Yeah I agree it definitely depends. I’ve been treated the best when I show up in the particular’s brands products.

Annie
Annie
8 months ago

I feel that this article doesn’t speak to all retailers, but it would be interesting to find out what specific retailer(s) the author is referencing. Based on my long term shopping experience some of this could be applied to Gucci, Chanel or Hermes. Or, is the reference targeting other retailers such as Bloomingdales? Macy’s? Dillards? Nordstrom? Neiman Marcus? Bergdorf Goodman? My point is that it feels like a blanket response to retailers, when one specific retailer may be referenced.

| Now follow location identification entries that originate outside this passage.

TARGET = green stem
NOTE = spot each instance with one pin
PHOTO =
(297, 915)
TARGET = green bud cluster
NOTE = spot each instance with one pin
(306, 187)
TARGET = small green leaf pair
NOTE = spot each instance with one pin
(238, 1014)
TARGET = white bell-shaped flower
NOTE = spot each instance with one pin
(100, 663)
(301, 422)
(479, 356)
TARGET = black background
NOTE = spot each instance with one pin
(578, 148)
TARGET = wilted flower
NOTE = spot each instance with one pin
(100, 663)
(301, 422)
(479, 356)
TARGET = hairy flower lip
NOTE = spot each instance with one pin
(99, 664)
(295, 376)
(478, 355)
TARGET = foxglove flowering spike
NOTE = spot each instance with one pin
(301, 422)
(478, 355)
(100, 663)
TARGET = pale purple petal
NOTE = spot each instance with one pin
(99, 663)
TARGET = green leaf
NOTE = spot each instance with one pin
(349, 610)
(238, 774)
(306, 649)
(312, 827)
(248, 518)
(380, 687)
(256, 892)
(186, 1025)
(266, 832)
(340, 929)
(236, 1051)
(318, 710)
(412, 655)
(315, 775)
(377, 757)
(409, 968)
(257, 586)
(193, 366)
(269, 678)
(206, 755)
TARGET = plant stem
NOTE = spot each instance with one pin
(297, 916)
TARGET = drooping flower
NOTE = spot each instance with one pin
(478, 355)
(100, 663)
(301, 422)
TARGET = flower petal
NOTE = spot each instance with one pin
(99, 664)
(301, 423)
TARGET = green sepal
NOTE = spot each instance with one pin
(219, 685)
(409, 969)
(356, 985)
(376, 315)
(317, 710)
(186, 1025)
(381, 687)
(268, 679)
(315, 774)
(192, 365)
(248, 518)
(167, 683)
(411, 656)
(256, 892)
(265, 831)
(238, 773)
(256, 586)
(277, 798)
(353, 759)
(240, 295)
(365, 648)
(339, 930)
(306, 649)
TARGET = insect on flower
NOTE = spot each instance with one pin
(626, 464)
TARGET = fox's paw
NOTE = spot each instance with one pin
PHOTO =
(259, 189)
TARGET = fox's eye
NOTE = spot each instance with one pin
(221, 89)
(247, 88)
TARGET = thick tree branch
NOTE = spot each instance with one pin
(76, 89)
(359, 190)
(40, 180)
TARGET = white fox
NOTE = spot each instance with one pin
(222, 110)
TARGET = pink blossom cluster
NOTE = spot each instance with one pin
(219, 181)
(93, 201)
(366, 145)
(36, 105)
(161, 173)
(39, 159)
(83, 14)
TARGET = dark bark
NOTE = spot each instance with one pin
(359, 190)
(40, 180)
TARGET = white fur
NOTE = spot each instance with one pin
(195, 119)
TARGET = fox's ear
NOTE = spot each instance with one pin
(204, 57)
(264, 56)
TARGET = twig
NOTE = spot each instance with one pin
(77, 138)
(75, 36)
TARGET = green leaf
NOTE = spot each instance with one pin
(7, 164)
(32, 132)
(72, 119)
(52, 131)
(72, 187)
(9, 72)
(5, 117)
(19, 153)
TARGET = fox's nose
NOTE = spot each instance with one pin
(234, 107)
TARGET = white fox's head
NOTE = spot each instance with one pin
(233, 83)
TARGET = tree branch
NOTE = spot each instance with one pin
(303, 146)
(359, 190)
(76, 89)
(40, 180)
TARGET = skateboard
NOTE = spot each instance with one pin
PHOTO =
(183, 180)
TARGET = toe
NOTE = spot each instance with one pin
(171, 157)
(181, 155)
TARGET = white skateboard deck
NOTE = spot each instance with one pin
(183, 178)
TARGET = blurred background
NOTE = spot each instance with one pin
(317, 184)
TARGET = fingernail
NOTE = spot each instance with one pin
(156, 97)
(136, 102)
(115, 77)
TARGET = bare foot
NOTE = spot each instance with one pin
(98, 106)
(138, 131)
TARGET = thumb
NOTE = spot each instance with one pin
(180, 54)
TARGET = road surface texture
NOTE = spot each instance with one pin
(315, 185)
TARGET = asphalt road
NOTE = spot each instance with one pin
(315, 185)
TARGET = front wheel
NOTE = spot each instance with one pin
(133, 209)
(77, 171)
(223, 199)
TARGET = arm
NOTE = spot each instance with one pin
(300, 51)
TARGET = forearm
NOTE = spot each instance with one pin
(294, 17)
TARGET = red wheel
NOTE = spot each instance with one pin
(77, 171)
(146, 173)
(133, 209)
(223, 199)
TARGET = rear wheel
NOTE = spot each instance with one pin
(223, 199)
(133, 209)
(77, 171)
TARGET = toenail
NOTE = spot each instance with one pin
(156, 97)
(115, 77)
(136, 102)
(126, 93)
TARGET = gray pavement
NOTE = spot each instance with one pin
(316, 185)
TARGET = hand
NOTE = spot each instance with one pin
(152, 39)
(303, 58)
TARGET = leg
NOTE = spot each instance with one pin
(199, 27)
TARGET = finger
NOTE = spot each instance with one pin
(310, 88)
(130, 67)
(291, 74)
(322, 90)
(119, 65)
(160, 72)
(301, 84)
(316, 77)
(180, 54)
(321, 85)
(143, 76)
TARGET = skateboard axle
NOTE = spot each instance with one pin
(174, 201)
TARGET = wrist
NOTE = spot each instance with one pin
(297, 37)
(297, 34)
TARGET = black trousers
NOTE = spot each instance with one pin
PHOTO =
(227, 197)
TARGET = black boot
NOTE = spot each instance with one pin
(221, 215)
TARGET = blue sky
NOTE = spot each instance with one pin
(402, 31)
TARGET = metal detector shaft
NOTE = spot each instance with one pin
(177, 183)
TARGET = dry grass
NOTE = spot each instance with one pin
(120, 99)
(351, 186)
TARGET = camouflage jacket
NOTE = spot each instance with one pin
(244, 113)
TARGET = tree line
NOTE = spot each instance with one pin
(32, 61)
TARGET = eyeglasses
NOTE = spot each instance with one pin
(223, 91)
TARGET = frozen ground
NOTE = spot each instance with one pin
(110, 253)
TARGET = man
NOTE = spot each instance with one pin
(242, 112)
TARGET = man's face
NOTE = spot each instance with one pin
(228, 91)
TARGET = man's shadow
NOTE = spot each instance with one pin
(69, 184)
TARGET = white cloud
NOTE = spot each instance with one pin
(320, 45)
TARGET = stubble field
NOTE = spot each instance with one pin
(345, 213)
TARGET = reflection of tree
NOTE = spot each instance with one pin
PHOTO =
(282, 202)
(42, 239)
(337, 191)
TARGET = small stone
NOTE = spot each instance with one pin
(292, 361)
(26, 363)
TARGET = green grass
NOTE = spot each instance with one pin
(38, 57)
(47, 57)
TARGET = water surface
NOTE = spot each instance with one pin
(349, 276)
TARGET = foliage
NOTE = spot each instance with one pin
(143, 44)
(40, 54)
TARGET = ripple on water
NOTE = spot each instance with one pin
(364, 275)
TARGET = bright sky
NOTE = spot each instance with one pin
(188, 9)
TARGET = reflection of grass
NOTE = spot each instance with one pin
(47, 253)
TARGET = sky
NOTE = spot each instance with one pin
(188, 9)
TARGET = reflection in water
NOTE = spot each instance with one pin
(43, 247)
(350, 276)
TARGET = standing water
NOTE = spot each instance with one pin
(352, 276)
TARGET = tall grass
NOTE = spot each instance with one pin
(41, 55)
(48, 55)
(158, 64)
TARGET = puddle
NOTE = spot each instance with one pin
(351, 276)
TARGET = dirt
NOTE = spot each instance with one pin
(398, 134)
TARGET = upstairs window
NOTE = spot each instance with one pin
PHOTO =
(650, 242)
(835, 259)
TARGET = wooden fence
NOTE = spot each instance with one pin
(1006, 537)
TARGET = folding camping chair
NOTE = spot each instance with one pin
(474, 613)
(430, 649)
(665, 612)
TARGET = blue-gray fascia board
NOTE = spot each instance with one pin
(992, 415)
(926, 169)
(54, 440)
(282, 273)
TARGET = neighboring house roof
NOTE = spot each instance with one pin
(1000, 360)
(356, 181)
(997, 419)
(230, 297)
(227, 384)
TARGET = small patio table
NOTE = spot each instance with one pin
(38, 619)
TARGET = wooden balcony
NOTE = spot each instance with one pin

They all have similarities, but mostly great differences and to be an “educated” shopper one needs to know the “rules” of the retailer.

Christina
Christina
8 months ago
Reply to  Annie

I used to work for Nordstrom and remember them treating us very well, good discounts and great commissions, no uniforms or requirements about makeup. But I didn’t work in one of those designer alcoves, maybe that’s different .

Starr
Starr
8 months ago

Please treat SAs kindly. It doesn’t feel good to see rude people sloshing their money around when all that money goes to corporate while the SAs often face the worst aspects of being front of house. Also, just like you, SAs are allowed to have a bad day, we are all people 🙂

Juju
Juju
8 months ago

I don’t know. It kind of seems like “anonymous” took the worst examples they have heard and piled them all into one piece. They may not profile customers to treat nicely or to follow around but plenty do. I think several of the practices she mentions may even be illegal (holding SAs responsible for thefts seems like a recipe for a massive lawsuit should someone get hurt or killed trying to intervene, for example). Finally, even on TPF there have been stories of SAs who don’t know their own brand, like the one at a Chloe boutique who kept telling a customer her bag was See by Chloe and not full-line, so I don’t believe every SA knows a fake when he or she sees it.

ZSG
ZSG
8 months ago

I have spent so much money at different luxury stores (Chanel and LV specifically). LV is notorious for rude salespeople and even if I’ve spent 10K at the store, I can’t get anyone to return a call to help me with a purchase. Denver and Las Vegas stores are the worst. That being said, I do not waste time when I come into these stores, I am specific with what I am looking for and 99% of the time, I follow through with a purchase. I think SA’s could be a little nicer as well.

Annie
Annie
8 months ago
Reply to  ZSG

I live in Denver and have shopped at the LV in Cherry Creek Mall for years. I’m confused what you mean by “Denver…”is” the worst”. I have never received poor service and actually the S.A.’s have been extremely professional, courteous and kind. I’m curious about your experience if you’d like to share. 😊

JES
JES
8 months ago

There are a lot of opinions about working retail and I’m wondering how many of the people stating those opinions have actually worked high-end retail on the sales floor for any length of time. A question was raised about SAs being held accountable and the legalities of intervening in a theft. The issue isn’t about intervening. Every retailer I’ve worked for as a SA has a strict policy about not intervening. The issue is about being watchful and attentive so that the theft is prevented altogether. If a theft occurs, the assumpition is that the SA wasn’t doing thier job and can be (and are often) fired. This practice is frequently unfair and unreasonable. Theives typically work in teams and send in multiple distractors who divert the SAs attention, and the mechanisms used to hide product are quite elaborate. I worked my way through college as a SA for various high-end and luxury brands and I can say that everything the author wrote is in fact true, although I agree that experiences seem to have been combined from more than one brand. As with anything, the people make the difference. Some are kind and pleasant, regardless of how they’re dressed, and others not so much.

Yazi
Yazi
8 months ago

I hate to say it but the way you dress certainly matters in how you’re treated, even if you smile and are polite to the staff.